Reason is quite
sufficient to teach us all those sanitary laws by which our bodies will
be maintained in healthful vigor. Whatever we can attain by our mental
powers, we are to attain by them. Physical and metaphysical science
alike lie remote from the object matter of revelation. The Bible never
gives us any scientific knowledge in a scientific way. If it did, it
would be leaving its own proper domain. When it seems to give us any
such knowledge, as in the first chapter of Genesis, what it says has
always reference to man. The first chapter of Genesis does not tell us
how the earth was formed absolutely, but how it was prepared and fitted
for man. Look at the work of the fourth day. Does any man suppose that
the stars were set in the expanse of heaven absolutely that men might
know what time of the year it was? They _did_ render men this service,
but this was not their great use.
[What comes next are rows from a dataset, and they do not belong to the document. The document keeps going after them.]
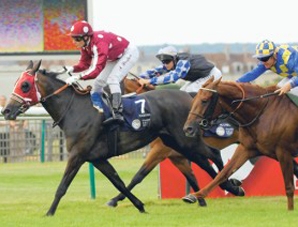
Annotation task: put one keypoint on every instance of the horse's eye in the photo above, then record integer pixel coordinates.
(204, 102)
(26, 86)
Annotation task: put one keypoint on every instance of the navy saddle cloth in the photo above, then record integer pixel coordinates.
(136, 113)
(222, 130)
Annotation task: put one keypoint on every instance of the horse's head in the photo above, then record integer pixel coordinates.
(26, 92)
(202, 109)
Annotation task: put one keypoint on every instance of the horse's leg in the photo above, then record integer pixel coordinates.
(286, 164)
(238, 159)
(73, 165)
(108, 170)
(157, 153)
(184, 166)
(295, 168)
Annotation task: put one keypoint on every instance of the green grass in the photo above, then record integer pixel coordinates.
(27, 190)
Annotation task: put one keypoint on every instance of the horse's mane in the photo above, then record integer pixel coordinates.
(50, 74)
(253, 87)
(54, 76)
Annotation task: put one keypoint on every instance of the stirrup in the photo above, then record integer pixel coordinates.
(112, 120)
(100, 110)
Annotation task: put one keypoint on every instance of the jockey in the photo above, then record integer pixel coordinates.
(105, 57)
(193, 68)
(280, 59)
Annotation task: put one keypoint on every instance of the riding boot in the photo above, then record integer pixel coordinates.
(97, 102)
(117, 107)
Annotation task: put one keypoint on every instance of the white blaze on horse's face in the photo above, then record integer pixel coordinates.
(26, 90)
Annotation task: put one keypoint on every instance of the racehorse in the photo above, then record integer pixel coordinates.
(268, 126)
(87, 137)
(159, 152)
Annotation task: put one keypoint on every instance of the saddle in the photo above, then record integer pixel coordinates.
(136, 112)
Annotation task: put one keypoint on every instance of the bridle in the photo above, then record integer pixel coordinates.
(207, 121)
(26, 103)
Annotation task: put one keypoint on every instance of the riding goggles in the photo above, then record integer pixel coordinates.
(264, 59)
(77, 38)
(165, 62)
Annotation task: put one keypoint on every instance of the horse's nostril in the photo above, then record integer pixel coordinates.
(5, 111)
(188, 129)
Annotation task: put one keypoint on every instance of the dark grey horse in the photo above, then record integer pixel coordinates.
(87, 138)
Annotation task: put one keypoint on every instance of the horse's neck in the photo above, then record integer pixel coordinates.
(245, 111)
(69, 108)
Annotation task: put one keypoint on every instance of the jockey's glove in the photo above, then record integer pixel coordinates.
(72, 79)
(69, 69)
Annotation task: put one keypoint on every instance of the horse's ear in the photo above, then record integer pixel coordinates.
(208, 81)
(30, 66)
(36, 66)
(218, 80)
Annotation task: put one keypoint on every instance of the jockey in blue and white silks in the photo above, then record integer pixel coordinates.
(280, 59)
(195, 69)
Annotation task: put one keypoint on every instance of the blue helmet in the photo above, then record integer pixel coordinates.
(264, 49)
(167, 53)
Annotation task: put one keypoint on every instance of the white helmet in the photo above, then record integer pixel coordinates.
(167, 53)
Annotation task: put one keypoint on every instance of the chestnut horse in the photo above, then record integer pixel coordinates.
(87, 138)
(268, 126)
(159, 152)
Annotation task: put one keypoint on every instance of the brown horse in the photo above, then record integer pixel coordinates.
(159, 152)
(268, 126)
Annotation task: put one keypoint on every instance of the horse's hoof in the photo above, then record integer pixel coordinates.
(202, 202)
(241, 192)
(189, 198)
(235, 182)
(112, 203)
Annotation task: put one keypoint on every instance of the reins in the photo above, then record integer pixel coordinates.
(138, 91)
(255, 97)
(81, 92)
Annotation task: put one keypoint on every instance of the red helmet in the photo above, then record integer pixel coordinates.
(81, 28)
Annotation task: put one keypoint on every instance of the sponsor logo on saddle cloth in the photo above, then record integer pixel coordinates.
(136, 113)
(220, 130)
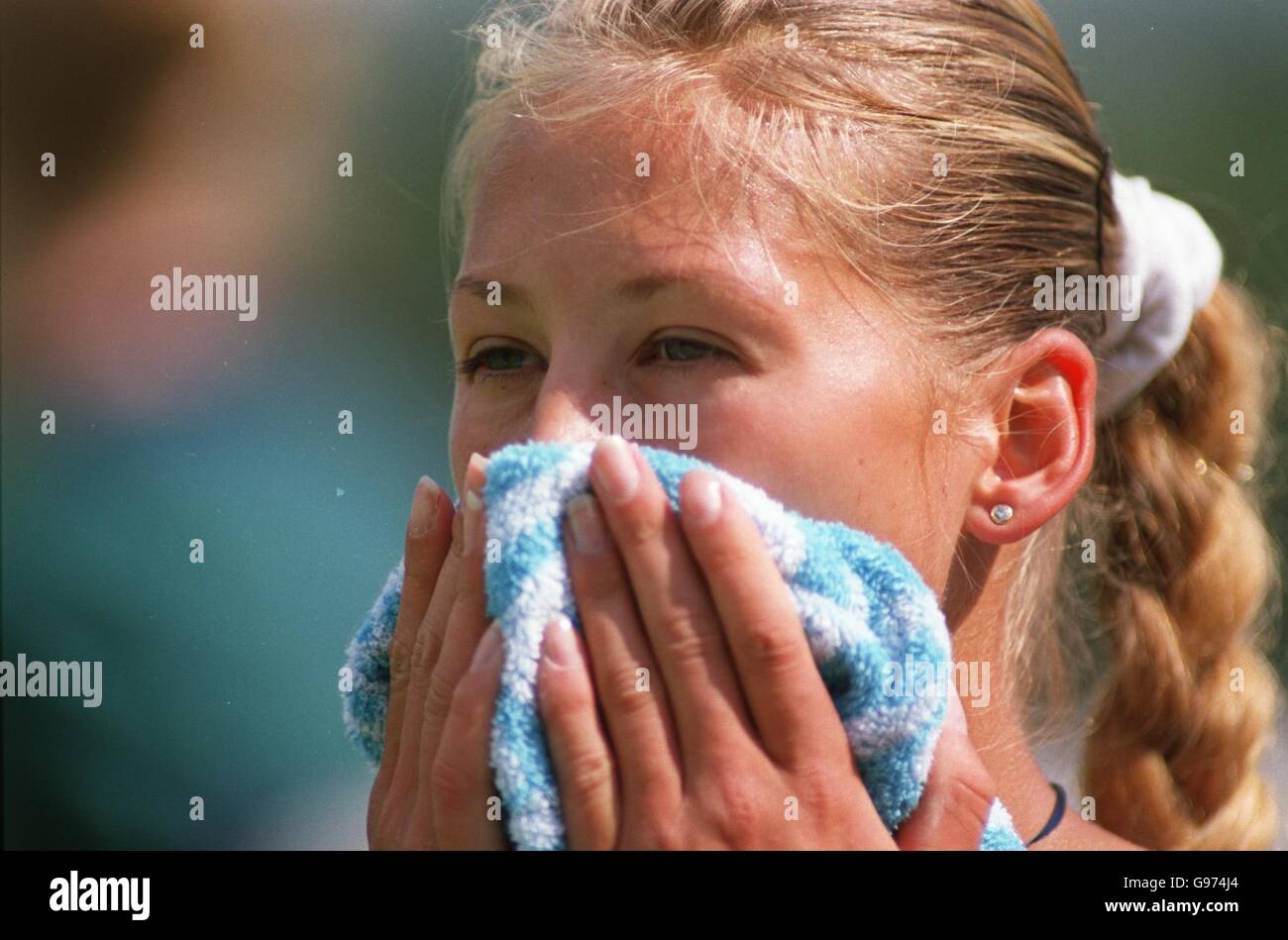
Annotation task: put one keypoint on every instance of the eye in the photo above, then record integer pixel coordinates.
(683, 351)
(493, 360)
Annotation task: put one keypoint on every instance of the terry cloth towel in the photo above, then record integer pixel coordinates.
(866, 610)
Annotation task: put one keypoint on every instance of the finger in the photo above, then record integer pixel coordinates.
(424, 549)
(467, 810)
(425, 651)
(795, 717)
(636, 709)
(467, 621)
(678, 614)
(579, 748)
(953, 810)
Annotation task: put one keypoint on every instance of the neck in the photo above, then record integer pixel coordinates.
(974, 605)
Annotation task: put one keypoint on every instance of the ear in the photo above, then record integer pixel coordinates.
(1043, 437)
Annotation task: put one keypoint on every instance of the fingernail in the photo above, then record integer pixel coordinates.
(704, 500)
(559, 648)
(614, 469)
(424, 509)
(954, 719)
(489, 648)
(476, 471)
(588, 528)
(473, 518)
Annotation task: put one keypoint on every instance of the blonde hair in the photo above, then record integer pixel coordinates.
(951, 137)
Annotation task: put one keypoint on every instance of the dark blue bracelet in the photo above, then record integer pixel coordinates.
(1056, 814)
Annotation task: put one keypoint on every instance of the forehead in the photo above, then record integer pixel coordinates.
(623, 197)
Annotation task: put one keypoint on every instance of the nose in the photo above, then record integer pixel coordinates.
(563, 407)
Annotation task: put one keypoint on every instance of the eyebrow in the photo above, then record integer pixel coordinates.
(631, 290)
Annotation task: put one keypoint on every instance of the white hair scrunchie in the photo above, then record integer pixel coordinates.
(1177, 261)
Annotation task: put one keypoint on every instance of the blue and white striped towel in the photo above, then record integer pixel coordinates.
(863, 605)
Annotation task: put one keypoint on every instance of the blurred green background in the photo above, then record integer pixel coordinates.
(220, 678)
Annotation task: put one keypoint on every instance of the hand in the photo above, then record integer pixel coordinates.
(734, 726)
(433, 785)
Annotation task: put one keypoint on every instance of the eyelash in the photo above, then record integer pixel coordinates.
(471, 366)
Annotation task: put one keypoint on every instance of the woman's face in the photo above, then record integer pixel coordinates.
(614, 287)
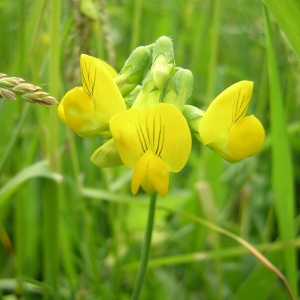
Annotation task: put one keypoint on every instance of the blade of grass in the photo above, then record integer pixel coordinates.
(282, 171)
(40, 169)
(241, 241)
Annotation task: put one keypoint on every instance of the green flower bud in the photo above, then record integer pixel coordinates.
(163, 61)
(179, 88)
(134, 70)
(107, 155)
(193, 116)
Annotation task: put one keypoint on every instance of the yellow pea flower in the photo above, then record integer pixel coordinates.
(154, 141)
(224, 127)
(88, 109)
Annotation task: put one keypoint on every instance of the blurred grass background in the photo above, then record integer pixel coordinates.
(69, 230)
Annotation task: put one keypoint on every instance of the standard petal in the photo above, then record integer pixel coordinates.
(60, 111)
(99, 85)
(246, 138)
(227, 108)
(107, 155)
(78, 112)
(152, 174)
As the Bible speaks to all people, at
all times, it must use popular language.'
This writer, like many others when they approach this subject, speaks
timidly, and in consequence somewhat vaguely and obscurely; but his
meaning is, that we must expect the Bible, on scientific subjects, to
speak, not according to science, but according to the prevailing ideas
of their times on scientific subjects; and that we are to regard the
Bible as our teacher, not on every subject to which it may allude, or on
which it may speak, but only on matters of religious truth and duty.